En juin, dans plusieurs villes du monde, on célèbre le « jour des fiertés ». Parti d’une protestation, ce mouvement a pour but de défendre et de soutenir les droits à la liberté et à l’égalité des personnes qui ont des orientations sexuelles différentes du modèle hétérosexuel dominant. Cette revendication prend ses racines dans la lutte contre les violences et la discrimination dont ont été, et sont encore victimes, les personnes désignées aujourd’hui sous le sigle un peu « barbare » de LGBTQIA+ ou de LGBTQQI2SAA. Si vous êtes capable de faire correspondre chacune de ces lettres à un mot complet, je vous tire mon chapeau.
À titre personnel, j’ai toujours eu du mal avec les sigles qui visent à désigner les êtres humains, parce que même s’ils ont vocation à décrire plus précisément des « profils » pour qu’ils puissent affirmer leur identité ou pour qu’ils puissent parfois être entendus et défendus ; ces successions de petites lettres peuvent aussi avoir pour conséquence d’étiqueter, de pointer du doigt, de stigmatiser, de marginaliser, voire de discriminer les personnes concernées. Ainsi en est-il dans d’autres domaines que la sexualité. Pauvres SDF, PMR, DE et autres SMICARS ! qui font oublier que l’on parle, avant tout, d’hommes et de femmes « sans domicile fixe », de « sans abris », de « personnes à mobilité réduite », de « demandeurs d’emploi » ou de personnes touchant un « salaire minimum » largement insuffisant pour faire face aux besoins de première nécessité et aux crises économiques, sociales et sanitaires successives. Dans le registre des religions et des origines ethniques ou nationales, chacun y va aussi de son étiquette ou de son label.

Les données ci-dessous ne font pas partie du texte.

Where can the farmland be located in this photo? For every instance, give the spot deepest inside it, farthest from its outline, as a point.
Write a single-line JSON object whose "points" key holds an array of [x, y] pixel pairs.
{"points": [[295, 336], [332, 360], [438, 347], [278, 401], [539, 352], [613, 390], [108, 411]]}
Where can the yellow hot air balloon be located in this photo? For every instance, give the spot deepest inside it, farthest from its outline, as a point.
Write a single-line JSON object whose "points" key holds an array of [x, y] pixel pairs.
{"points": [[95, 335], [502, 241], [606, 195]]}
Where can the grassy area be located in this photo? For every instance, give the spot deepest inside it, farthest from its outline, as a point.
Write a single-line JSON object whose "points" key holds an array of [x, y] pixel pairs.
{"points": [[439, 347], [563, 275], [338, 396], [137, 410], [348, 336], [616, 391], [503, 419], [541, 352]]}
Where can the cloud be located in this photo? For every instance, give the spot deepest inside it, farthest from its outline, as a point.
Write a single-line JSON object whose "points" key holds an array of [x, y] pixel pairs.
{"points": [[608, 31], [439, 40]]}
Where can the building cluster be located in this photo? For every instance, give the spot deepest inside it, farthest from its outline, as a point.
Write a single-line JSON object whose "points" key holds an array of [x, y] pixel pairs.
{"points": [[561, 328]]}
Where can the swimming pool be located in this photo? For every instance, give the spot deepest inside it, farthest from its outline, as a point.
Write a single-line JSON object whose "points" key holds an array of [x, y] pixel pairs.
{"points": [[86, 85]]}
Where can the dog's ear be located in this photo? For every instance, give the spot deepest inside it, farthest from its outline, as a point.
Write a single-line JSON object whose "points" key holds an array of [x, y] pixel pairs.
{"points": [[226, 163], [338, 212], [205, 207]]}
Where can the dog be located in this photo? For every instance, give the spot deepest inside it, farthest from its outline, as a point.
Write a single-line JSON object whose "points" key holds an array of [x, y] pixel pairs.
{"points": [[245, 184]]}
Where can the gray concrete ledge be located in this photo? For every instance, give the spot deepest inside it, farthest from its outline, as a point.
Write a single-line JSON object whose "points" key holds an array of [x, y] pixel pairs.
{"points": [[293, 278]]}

Blacks, Blancs, Beurs, Asiats, Latinos et autres appellations d’origine se bousculent au portillon. Ainsi va la vie.
Pour les uns, porter son genre ou son orientation sexuelle en étendard est tout aussi légitime que d’être fiers de ses origines ou de ses croyances, surtout quand il a fallu - et quand il faut encore - se cacher pour être libre d’être qui l’on est et d’aimer qui l’on veut. Pour les autres, porter son orientation sexuelle ou ses origines importe peu, car cela ne génère pas de regards fuyants ou agressifs, de phrases gênées ou assassines, de discrimination familiale, sociale ou à l’embauche, de brimades ou de coups violents. Et pour d’autres encore, s’afficher Gay Friendly relève de la dernière tendance à la mode, pas toujours sincère, pourvu qu’il s’agisse de faire grimper l’audimat ou d’acquérir de nouvelles parts de marché bien lucratives. Pour de nombreuses marques, le Pink Washing est bien lancé !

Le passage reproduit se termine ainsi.